BRT comme pouvoir inédit en termes d’« intervention » en développement social ne connaît pas encore de vrais contre-pouvoirs. Malgré tous les mérites de la RGPD, notre société n’est donc pas prête, sur le plan institutionnel, pour ce traçage. Pour l’instant, la société démocratique n’a pas encore créé les institutions d’équilibrage des pouvoirs adaptées à cette nouvelle réalité et ces rapports de force. Il s’ensuit que si les pouvoirs publics actuels veulent un BRT français ou européen au nom de la souveraineté numérique, il faudrait aussi concevoir et mettre en place des institutions qui régulent et sauvegardent la démocratie que tout BRT menace avec son modèle d’affaires d’entrepreneuriat institutionnel. Pour disposer de cette industrie de manière autonome, il faut des investissements économiques considérables, mais aussi des changements institutionnels tout aussi considérables pour « environner » ces investissements, pour réguler BRT comme on régule les centrales nucléaires ou comme on surveille le lait sur le feu. Ce qui peut ou doit être attendu des institutions existantes doit être réévalué dans ce contexte émergent, avec de nouveaux rôles, notamment, pour les documentalistes, informaticien.nes, société civile, sciences sociales, etc. capables de mobiliser des connaissances précises sur BRT et ses méthodes.

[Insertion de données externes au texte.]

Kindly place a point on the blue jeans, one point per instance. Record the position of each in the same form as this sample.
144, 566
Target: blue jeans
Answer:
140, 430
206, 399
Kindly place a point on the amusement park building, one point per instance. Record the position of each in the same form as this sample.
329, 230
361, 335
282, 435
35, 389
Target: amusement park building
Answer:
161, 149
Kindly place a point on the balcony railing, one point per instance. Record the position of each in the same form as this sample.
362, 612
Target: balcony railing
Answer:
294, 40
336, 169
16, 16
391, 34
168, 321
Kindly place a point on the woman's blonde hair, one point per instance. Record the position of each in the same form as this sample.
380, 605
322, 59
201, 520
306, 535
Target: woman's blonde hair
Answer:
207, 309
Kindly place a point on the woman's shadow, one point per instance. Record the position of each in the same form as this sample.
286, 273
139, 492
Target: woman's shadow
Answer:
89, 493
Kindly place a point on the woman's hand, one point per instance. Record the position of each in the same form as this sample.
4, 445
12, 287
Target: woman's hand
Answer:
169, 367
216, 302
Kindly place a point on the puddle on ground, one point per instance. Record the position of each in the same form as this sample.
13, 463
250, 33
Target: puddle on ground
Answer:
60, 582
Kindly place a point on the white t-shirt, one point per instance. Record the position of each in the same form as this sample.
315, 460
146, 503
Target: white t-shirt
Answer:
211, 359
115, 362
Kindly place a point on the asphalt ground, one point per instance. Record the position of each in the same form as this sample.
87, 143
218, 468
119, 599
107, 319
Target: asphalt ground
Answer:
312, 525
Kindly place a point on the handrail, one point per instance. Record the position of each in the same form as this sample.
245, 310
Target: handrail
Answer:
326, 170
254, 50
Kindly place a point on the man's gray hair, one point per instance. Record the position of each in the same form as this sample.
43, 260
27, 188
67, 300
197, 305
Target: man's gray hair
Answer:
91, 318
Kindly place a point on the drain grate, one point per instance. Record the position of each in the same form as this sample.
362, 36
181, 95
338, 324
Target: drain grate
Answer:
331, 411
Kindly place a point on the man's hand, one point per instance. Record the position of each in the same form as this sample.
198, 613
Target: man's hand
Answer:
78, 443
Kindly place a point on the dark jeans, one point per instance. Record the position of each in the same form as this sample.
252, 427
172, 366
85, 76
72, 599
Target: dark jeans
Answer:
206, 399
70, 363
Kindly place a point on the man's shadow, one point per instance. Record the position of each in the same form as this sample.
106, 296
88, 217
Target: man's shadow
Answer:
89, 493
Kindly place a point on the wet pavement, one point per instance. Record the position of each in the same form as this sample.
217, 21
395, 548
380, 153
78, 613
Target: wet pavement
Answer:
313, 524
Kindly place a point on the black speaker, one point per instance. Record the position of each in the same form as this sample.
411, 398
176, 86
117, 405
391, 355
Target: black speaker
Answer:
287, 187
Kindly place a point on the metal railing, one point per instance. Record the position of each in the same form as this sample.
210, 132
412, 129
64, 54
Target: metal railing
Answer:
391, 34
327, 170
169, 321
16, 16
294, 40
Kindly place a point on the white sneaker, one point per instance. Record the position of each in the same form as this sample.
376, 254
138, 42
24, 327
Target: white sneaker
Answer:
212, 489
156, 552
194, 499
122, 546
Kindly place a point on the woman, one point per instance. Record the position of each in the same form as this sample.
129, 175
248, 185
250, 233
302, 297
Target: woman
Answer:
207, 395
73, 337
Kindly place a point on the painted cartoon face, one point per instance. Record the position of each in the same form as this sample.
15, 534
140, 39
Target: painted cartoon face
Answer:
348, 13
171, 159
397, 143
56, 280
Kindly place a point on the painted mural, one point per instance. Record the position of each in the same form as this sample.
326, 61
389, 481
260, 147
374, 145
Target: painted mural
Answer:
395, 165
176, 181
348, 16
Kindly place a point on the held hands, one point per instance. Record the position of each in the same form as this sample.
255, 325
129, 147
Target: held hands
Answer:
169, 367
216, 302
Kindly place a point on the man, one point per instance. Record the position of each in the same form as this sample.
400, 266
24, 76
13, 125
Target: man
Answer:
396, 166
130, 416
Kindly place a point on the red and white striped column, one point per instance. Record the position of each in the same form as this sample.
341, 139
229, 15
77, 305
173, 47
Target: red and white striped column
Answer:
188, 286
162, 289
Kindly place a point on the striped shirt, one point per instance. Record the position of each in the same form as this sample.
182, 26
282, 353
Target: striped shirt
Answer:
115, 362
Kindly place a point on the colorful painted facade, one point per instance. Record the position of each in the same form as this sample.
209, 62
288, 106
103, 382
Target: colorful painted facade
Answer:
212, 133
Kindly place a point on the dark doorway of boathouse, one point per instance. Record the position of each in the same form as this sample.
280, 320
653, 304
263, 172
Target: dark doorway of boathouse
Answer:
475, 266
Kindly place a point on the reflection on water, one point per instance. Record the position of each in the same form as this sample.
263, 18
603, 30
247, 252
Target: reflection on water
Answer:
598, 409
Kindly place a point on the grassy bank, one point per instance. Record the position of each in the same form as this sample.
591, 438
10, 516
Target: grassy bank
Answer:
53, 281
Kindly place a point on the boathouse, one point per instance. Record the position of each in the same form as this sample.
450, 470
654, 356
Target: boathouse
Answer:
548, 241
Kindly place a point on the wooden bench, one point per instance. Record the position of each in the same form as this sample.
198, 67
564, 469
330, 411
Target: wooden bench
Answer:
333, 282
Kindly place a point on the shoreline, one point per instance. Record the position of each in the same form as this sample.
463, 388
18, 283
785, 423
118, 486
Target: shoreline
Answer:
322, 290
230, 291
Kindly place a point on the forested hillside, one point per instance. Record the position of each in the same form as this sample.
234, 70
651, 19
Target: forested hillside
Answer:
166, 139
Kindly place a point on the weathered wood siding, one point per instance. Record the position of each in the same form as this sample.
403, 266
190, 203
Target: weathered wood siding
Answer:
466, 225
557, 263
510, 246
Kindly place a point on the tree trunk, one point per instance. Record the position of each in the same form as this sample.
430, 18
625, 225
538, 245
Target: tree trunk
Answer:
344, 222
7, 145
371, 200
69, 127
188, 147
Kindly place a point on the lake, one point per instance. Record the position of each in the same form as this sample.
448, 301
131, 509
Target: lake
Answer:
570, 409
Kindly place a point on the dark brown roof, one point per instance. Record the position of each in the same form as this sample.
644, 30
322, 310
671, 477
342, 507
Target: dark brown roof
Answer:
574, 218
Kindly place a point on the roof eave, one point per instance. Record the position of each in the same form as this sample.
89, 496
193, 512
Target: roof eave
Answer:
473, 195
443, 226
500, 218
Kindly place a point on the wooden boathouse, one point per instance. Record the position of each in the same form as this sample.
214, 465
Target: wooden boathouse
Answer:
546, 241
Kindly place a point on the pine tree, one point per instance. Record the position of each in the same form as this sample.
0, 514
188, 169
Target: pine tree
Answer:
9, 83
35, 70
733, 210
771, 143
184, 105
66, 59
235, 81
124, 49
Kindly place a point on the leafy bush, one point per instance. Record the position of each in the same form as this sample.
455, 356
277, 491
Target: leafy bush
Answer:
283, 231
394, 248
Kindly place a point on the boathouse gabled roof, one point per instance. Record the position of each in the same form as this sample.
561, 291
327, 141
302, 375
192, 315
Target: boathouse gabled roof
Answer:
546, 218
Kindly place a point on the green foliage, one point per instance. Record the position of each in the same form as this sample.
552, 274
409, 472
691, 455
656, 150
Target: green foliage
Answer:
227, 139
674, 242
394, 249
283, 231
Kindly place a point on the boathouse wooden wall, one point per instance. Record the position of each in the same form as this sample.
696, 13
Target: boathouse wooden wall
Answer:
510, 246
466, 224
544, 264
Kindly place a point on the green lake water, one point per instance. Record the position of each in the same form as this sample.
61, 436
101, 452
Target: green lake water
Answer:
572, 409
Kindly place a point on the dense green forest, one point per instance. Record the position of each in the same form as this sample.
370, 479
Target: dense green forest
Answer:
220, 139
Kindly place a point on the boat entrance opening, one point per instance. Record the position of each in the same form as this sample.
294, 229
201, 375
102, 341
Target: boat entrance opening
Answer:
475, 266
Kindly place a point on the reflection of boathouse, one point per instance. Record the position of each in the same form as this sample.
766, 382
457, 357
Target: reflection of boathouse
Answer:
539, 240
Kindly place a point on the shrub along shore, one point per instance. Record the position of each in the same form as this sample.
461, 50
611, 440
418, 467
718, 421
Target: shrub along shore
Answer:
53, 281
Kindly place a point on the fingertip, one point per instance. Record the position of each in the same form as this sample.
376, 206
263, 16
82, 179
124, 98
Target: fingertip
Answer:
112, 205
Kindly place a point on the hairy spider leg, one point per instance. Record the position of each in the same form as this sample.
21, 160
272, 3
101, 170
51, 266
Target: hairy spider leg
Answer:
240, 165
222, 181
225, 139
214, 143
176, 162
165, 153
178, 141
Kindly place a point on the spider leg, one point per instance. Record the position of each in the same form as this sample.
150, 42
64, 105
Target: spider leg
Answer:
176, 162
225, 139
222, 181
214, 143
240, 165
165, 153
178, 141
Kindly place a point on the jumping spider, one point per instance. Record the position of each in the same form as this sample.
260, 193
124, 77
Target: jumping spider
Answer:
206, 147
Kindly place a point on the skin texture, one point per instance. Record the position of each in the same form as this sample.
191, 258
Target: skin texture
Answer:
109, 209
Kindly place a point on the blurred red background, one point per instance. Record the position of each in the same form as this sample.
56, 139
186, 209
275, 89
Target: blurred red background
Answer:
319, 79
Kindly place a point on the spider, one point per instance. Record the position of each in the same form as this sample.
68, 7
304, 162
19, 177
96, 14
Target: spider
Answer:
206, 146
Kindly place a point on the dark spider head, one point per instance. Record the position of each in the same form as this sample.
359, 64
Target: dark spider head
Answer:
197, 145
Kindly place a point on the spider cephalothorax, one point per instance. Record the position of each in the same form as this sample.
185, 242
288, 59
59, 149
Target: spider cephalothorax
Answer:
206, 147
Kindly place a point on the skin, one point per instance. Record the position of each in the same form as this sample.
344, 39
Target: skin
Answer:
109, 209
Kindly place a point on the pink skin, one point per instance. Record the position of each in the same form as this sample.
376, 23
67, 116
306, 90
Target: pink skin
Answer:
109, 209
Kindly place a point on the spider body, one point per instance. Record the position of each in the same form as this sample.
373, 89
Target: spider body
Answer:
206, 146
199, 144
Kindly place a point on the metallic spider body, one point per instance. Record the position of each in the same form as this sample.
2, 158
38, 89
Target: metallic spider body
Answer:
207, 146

Dans le contexte actuel, ce traçage ne peut donc pas se faire qu’au prix d’une « petite contribution à la vie collective ». On sait que l’usage totalitaire délibéré d’informations sur les infrastructures relationnelles de la société, mais aussi les décisions commerciales négligentes dans ce domaine, intentionnelles ou non, peuvent avoir des conséquences sociales dévastatrices. Certes qu’il y ait des précédents dans d’autres contextes n’implique pas partout des effets identiques. On peut croire que ces données seront supprimées, on peut mal percevoir l’accoutumance à laquelle contribue cette technologie promue par la pandémie. Mais dans le contexte actuel d’émergence de BRT, des incertitudes sur les bénéfices épidémiologiques de l’information sur la proximité physique, le choix de ne pas participer au traçage est moralement tout aussi défendable, procédant d’intérêts collectifs réels, d’incertitudes et de craintes tout aussi légitimes.
En attendant, avec autant d’incertitude sur l’efficacité et les risques du traçage, mieux vaut continuer à renforcer les services publics, trouver les ressources pour redonner vie et lits aux hôpitaux publics et soutenir ses personnels, et plus généralement donner la priorité à la justice sociale et à la réduction des inégalités encore dramatiquement creusées par la crise.